November 18, 2015, by Public Social Policy
Let’s Rephrase the Welfare Debate
by Elena Genova, PhD candidate at the School of Sociology and Social Policy at the University of Nottingham
The session on Welfare Reform at the 100 Days conference of Cameron’s Majority Government, organised by the International Centre for Public and Social Policy at the School of Sociology was far from a quiet, timid one. Indeed, the compelling presentations by Professor Bruce Stafford and Dr Jenni Cauvain on welfare cuts and housing respectively, were followed by a passionate debate. The latter sparked off with an audience member’s comment that the welfare system, designed in the 1940s is outdated and dysfunctional. The crux of his argument was that the system is not designed to recognise contribution, which makes it unequal as it is not the hard-working people of Britain who benefit from it. Needless to say that the young man, who admitted to being a Tory supporter, found himself in a predominantly left leaning crowd that directly targeted his argument.

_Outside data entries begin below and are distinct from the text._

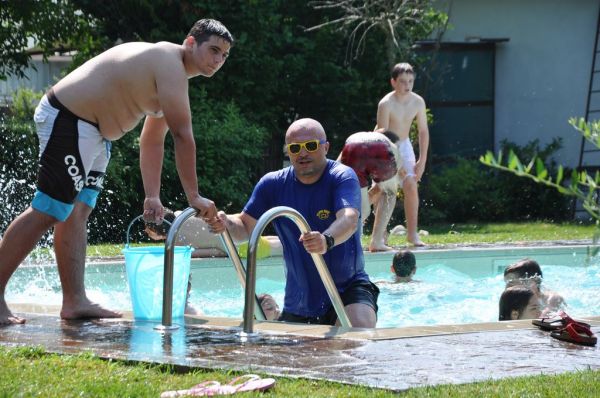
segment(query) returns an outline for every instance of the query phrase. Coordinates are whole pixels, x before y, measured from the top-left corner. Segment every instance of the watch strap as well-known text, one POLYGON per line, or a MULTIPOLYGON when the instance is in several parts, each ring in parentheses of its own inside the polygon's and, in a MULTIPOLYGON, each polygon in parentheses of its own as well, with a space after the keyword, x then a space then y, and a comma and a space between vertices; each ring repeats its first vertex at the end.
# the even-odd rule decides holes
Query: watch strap
POLYGON ((333 239, 333 236, 331 236, 331 234, 328 232, 325 232, 323 234, 323 236, 325 237, 325 244, 327 245, 327 251, 329 251, 335 245, 335 240, 333 239))

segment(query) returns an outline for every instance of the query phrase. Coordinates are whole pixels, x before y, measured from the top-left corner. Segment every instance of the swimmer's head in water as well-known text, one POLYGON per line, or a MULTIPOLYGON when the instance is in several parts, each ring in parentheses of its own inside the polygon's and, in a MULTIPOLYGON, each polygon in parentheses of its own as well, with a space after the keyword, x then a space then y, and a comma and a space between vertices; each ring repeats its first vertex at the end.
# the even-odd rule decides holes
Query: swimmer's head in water
POLYGON ((277 320, 279 315, 281 315, 277 302, 270 294, 259 294, 258 303, 262 307, 262 310, 265 313, 265 317, 268 321, 277 320))
POLYGON ((509 284, 514 286, 518 284, 518 282, 535 282, 539 288, 542 279, 542 267, 540 267, 540 264, 537 261, 530 258, 519 260, 516 263, 509 265, 504 270, 504 282, 506 282, 507 287, 509 284))
POLYGON ((417 269, 417 259, 409 250, 399 251, 398 253, 394 254, 392 268, 397 276, 405 278, 410 276, 410 274, 417 269))
POLYGON ((532 319, 541 314, 539 298, 526 286, 513 286, 504 290, 498 307, 499 321, 532 319))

However, what was interesting about this debate was not the obvious clash between two opposing positions but rather the language used in arguments provided by both sides, based on the term ‘contribution’. Sitting there and listening to the debate, I pondered over the meaning of ‘contribution’. I remembered a story of a few days ago when I posted on Facebook about having recently moved house. One of my very good friends, and an ardent Tory supporter with whom whilst being good friends we nonetheless clash on matters of equality and European mobility, asked me what my plan was after the move. “Well, I need to finally finish my thesis”, I replied. His response made me chuckle: “About time you finish it and start contributing to society”. In line with our constant banter and without thinking too much about it, I said: “I thought I already was!”
A few days later, sitting in that room at the conference this conversation came back to me. ‘Contribution’— what does it mean ‘to contribute’? How is ‘contribution’ measured? Who deserves to be recognised as contributing? Both the young Tory supporter at the conference and his opponents seemed to agree that ‘contribution’ was based on the number of years worked: while the first claimed that pensioners are most deserving, a representative of the latter pointed out that he was on Employment and Support Allowance and he has contributed by working for 15 years. Is it then measured by the impact of that contribution?
We live in a society under increasing pressure to measure and assess the ‘impact’ of ‘contribution’. While in academia it has more to do with the quality of research produced, in everyday life this would be the quality of one’s membership in a society which determines their entitlement to welfare. Our obsession with measuring ‘contribution’ and ‘impact’ essentially draw a firm divisive line, categorising people into deserving and undeserving. Like many, I wondered whether we can fairly decide who is and who is not deserving. Being in the final year of my PhD, I thought of the young people in my position: while we have spent the last 7 to 10 years in education and attempting to contribute to knowledge, many of us will graduate and will face the situation of looking for a job with little or no work experience. Are we entitled to welfare? What about the many young people from underprivileged families and regions in the country who simply do not have access to any resources and opportunities? What about migrants and refugees? However, these questions, unfortunately fall in the trap of measuring ‘contribution’ on the basis of which the ‘deserving’ and ‘undeserving’ are determined.
By focusing on this, the welfare debate essentially shifts away from what really matters— namely, how we tackle inequality. Indeed, Baroness Lister of Burtersett made the very important point that we need to be careful with the language that we use. As sociologists we know very well that language results in discourses that produce and reproduce power relationships. The welfare debate is one such discourse that traps us into talking about measuring contribution, which in turn leads to privileging certain groups of society and stigmatising others. Baroness Lister instead suggested to talk about ‘social security’— a term that not only re-focuses the debate but a term that also suggests that the protection and the integrity of individuals and social groups come first. Indeed, I may not be sure how we measure contribution and I am not convinced we should solely focus on it, but I am certain that by talking about social security we have a better chance at assessing the causes of inequality and directly tackling the problem— a problem whose consequences go well beyond the 100 days of any Government.